I remember it like it was yesterday. The brain, in fact, has a hard time forgetting pain and research shows that any pain lasting more than a few minutes leaves a trace in the nervous system that is not easily extinguished. Ever since the beginning of time, pain has played an important role in the lives of animals and humans alike, and is an indication that we should stop what we’re doing or take alternative action – or, that something is gravely wrong with the body. Pain has to be intense and hard to ignore in order to initiate the ‘flight or fight syndrome’ in which our bodies prepare to either stand and fight or turn and run; and, it is clear that adherence to pain signals have kept humans thriving for centuries. Little did I know, it is often the pain that kills if left ignored for too long.
I ignored the pain – and almost didn’t survive, just as my ancestral counterparts may not have and just as the 1 in 3 people that die today after having symptoms of a pulmonary embolism, but ignore them or wait too long to seek medical help.
I never thought it could happen to me – why would it?

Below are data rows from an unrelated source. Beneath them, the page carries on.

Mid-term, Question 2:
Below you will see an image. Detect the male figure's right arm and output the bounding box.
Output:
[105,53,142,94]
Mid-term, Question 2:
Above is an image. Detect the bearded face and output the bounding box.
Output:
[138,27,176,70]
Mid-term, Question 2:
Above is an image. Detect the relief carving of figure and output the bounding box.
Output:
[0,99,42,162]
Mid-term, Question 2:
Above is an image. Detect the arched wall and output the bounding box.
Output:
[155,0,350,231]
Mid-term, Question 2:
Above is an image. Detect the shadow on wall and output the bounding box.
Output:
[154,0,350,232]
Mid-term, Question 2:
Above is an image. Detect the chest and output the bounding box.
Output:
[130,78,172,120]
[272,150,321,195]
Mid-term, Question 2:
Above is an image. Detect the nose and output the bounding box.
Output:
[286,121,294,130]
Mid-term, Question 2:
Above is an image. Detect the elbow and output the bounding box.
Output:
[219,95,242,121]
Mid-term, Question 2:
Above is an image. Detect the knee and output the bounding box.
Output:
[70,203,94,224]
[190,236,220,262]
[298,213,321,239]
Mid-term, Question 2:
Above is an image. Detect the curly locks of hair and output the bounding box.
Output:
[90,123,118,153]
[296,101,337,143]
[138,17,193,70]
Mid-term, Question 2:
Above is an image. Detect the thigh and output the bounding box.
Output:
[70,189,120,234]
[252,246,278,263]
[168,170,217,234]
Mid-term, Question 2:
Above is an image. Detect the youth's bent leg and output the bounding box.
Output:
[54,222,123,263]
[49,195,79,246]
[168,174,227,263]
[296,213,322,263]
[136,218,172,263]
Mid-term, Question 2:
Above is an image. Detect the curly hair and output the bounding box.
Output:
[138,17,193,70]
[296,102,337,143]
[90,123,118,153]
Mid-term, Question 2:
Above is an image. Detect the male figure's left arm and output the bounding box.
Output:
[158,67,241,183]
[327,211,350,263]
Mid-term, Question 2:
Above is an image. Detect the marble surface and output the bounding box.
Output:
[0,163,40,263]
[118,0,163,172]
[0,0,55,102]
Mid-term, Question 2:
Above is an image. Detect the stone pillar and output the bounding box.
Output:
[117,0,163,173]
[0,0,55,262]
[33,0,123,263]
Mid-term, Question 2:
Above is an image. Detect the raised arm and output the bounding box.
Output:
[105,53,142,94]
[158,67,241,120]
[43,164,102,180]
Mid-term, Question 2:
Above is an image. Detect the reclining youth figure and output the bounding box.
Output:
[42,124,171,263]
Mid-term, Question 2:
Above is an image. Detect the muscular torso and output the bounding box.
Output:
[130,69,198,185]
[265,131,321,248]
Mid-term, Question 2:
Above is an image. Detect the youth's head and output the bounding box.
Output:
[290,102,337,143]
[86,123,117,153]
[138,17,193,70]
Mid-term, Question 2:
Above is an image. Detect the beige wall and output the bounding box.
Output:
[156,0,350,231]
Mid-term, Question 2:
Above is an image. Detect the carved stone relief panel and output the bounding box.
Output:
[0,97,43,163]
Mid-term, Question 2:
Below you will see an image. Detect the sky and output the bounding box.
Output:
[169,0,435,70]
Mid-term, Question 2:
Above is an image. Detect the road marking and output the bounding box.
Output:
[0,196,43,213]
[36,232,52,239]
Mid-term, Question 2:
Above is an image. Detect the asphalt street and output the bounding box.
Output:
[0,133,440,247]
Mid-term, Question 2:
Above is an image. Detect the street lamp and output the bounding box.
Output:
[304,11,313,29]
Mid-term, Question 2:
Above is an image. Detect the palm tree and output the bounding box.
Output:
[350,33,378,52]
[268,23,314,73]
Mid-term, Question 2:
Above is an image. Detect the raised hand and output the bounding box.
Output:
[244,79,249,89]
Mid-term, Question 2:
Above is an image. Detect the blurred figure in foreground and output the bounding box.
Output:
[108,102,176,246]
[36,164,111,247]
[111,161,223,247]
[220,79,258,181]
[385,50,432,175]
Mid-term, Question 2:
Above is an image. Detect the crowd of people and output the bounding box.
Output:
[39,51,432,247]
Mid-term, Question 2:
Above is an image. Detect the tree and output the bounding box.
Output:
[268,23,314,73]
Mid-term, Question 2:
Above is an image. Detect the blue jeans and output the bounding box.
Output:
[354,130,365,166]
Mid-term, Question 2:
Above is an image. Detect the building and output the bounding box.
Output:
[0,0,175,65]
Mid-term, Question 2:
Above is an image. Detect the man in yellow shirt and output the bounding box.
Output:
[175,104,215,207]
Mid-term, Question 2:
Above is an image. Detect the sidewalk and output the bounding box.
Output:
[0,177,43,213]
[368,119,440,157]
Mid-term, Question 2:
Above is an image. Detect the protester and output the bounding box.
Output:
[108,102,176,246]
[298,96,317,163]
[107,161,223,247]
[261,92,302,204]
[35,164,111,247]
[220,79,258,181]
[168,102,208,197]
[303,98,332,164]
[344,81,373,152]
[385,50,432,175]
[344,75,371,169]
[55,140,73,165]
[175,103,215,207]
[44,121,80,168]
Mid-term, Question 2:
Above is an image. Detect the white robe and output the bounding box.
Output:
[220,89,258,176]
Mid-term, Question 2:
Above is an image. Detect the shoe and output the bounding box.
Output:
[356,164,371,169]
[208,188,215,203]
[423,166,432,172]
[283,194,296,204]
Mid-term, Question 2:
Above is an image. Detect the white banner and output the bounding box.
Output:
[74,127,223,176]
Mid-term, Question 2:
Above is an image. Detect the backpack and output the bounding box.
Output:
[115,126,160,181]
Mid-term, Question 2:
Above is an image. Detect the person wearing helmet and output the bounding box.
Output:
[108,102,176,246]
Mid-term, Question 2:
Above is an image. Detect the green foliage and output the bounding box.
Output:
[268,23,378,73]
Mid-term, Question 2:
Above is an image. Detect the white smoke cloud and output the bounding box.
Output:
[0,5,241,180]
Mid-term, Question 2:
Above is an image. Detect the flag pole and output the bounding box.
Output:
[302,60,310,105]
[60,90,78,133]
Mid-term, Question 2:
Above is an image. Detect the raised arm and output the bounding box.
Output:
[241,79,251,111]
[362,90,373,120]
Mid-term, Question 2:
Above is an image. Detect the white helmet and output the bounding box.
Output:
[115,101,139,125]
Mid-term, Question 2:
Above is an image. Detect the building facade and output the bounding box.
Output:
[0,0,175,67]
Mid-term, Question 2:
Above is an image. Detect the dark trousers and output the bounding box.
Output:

I was a runner and had just completed a two mile training run, a little slow, but done nonetheless, and complained to my friend and fellow coach about what I believed to be the start of plantar fasciitis, an inflammatory running injury that causes pain throughout your heel, foot and sometimes lower leg. I stretched, I went home and iced, showered, ate leftover vegetable stir-fry I had made the night before and took a nap. It was exactly like every other Saturday for the past two years, why would it be any different?
I woke up from a two hour nap and the sun was shining brilliantly through the window. It wasn’t until I was fully awake that I realized my side was aching, and I sat abruptly, which caused me to take in a deep breath. I winced a little and stretched my arms. I knew I had fallen into a deep sleep and slept on my side wrong. It was the start of a new running season and clearly I was more out of shape than I thought as I hobbled into the bathroom – on my throbbing leg – and took another shower. The warmth of the water temporarily eased the pain in my side and my thoughts turned to what I was going to do for the day.
Any plans I thought I made didn’t happen and by that night, when my husband came home from work at 9:45 p.m., I was propped up on the couch with a pillow on either side of me. He asked what was wrong and I said I pulled a muscle running and couldn’t move my side very much. He asked if I needed to go to the hospital and I declined. I would be fine after a good night’s rest. Only, I didn’t get a good night’s rest that night – I slept propped up in the recliner with my two dogs and my husband pacing in and out of the room wondering what was wrong.
By Sunday morning, I woke up after a fitful sleep and I felt a lot better. I got up from the chair, heading for the shower again, and as soon as I put weight on my left leg, it felt like someone tightened the flesh behind me knee in a vice. I yelped in pain, grabbing my leg – which caused me to bend over – and I was astonished to feel that I could not catch my breath due to what felt like a knife in my left side. I hobbled backwards and collapsed into the recliner, trying to catch my breath. My husband came running and said, “I think you might need to go to the hospital,” but again, I said I was fine and out of shape. I called my father and cancelled dinner for the evening, barely able to speak an entire sentence without gasping for a breath. I also managed to croak out that I did not need to go to the hospital. My husband and I looked it up online and determined it was not appendicitis, a heart attack or my gall bladder, but that it must be constipation (after all, I couldn’t remember when I last went) and we made a herbal tea to ease the pain. I even believed it worked, until my dad called again and I sounded worse.
It wouldn’t be until almost 8:30 that evening that I got a call on my cell phone from my family physician (who my father called out of concern) and I explained my symptoms, convinced it was a muscle strain. The doctor, who I now credit with saving my life, instructed me to go to the emergency room immediately (or call 9-1-1 if I was alone) because he believed I was suffering from a blood clot in my lung, that travelled there from my calf. I was in disbelief, but the urgency in his voice – coupled by the fact that he called me on his cell phone on Sunday evening – convinced me that I should go. I all but fell down the stairs and told my husband we had to go. He all but muttered “I told you!” and we were out the door. I remember he helped me walk to the car because I couldn’t and I remember asking him if I was going to die because I felt like it. I remember he said he didn’t think so, but the hesitation in his voice caught me off guard. I cried all the way to the hospital and actually thought about discussing funeral arrangements in the car before it was too late. I had never even been to the hospital for as much as a bump or bruise before and I was certain this would be the end of me, as it nearly was.
And I remember feeling the worst pain I ever felt in my life. Radiating pain in my lower leg that felt like a vice and a stabbing pain in my side that felt like a knife. I couldn’t draw a deep breath, couldn’t lie down, could barely speak and could not put any weight on my left leg without increased pain. And, I remember that although I was seen without question (and bypassed a very long line of sick and injured people) it would be almost three hours before an ER doctor determined what was wrong and an ER nurse gave me morphine that suddenly made it all okay – or so I thought. Little did I know, I had a very, very long road ahead of me and one that I would be very lucky to make it out of alive on the other side of.